Wally Gordon, who was for 12 years owner and editor of The Independent in Edgewood, began his career with three summer jobs at The New York Times while he was a student at Brown University. He spent a decade with the Baltimore Sun, including stints as national investigative reporter and Washington Bureau manager. He has freelanced or been a staff writer and editor for dozens of newspapers and magazines all over the United States.

Extensive travels have taken him to all 50 states and more than 60 foreign countries. He wrote a novel in Spain, edited a newspaper in American Samoa, served in the U.S. Army in Iran and taught for two years at a university in West Africa.

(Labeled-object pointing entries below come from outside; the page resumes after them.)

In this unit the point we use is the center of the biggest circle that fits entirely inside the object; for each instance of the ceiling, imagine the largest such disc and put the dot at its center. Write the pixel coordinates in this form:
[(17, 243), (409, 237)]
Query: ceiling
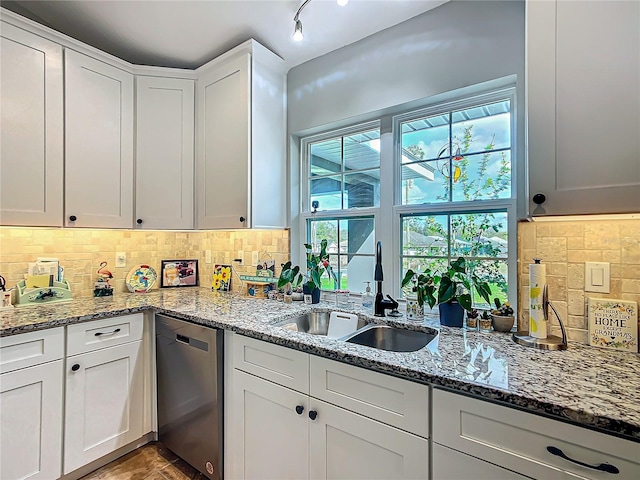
[(187, 34)]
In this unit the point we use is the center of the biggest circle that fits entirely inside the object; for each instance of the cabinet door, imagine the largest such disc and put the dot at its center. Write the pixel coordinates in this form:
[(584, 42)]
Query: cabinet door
[(31, 137), (164, 152), (99, 143), (223, 165), (104, 403), (583, 93), (345, 445), (452, 465), (31, 422), (270, 438)]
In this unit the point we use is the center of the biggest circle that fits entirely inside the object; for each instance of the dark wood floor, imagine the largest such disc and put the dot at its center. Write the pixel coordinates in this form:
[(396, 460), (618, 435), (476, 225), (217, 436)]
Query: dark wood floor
[(151, 462)]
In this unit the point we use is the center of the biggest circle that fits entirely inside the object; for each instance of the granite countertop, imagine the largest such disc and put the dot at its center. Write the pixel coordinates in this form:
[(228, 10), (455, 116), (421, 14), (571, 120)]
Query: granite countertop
[(589, 386)]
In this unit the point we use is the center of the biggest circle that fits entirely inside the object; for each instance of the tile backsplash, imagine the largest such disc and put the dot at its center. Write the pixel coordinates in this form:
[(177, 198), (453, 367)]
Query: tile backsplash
[(565, 246), (80, 251)]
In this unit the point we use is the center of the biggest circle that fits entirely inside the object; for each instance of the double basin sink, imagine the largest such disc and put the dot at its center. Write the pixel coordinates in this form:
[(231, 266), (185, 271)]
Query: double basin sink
[(383, 337)]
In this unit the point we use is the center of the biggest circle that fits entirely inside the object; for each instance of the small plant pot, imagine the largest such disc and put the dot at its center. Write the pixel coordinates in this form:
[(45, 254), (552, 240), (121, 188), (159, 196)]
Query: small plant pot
[(502, 323), (451, 314), (415, 311), (315, 294)]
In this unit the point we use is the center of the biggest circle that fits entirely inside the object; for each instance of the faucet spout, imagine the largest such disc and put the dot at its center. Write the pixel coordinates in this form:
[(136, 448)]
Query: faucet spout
[(381, 303)]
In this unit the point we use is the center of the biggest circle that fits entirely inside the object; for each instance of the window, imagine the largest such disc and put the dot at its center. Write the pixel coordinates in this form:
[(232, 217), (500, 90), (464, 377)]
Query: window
[(343, 182), (455, 188), (441, 188)]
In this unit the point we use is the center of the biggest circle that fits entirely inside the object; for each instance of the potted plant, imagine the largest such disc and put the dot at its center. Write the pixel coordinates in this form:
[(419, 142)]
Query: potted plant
[(453, 289), (502, 316), (311, 281)]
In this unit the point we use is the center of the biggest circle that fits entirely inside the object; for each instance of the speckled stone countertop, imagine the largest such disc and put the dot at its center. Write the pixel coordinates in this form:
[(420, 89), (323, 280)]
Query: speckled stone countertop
[(585, 385)]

He is the author of A Reporter's World: Passions, Places and People. The new nonfiction book is a collection of essays, columns, and magazine and newspaper stories published during his journalistic career spanning more than half a century. Many of the pieces were first published in The Independent or in other New Mexico newspapers and magazines. The book includes profiles of the famous, the infamous and the anonymous, travel and adventure yarns, and essays on the major issues and emotions of our times.

A native of Atlanta, he has lived in New Mexico since 1978 and in the East Mountains since 1990. He has been married for 28 years to Thelma Bowles, a native New Mexican who is a photographer and French teacher. They have one son, Sergei.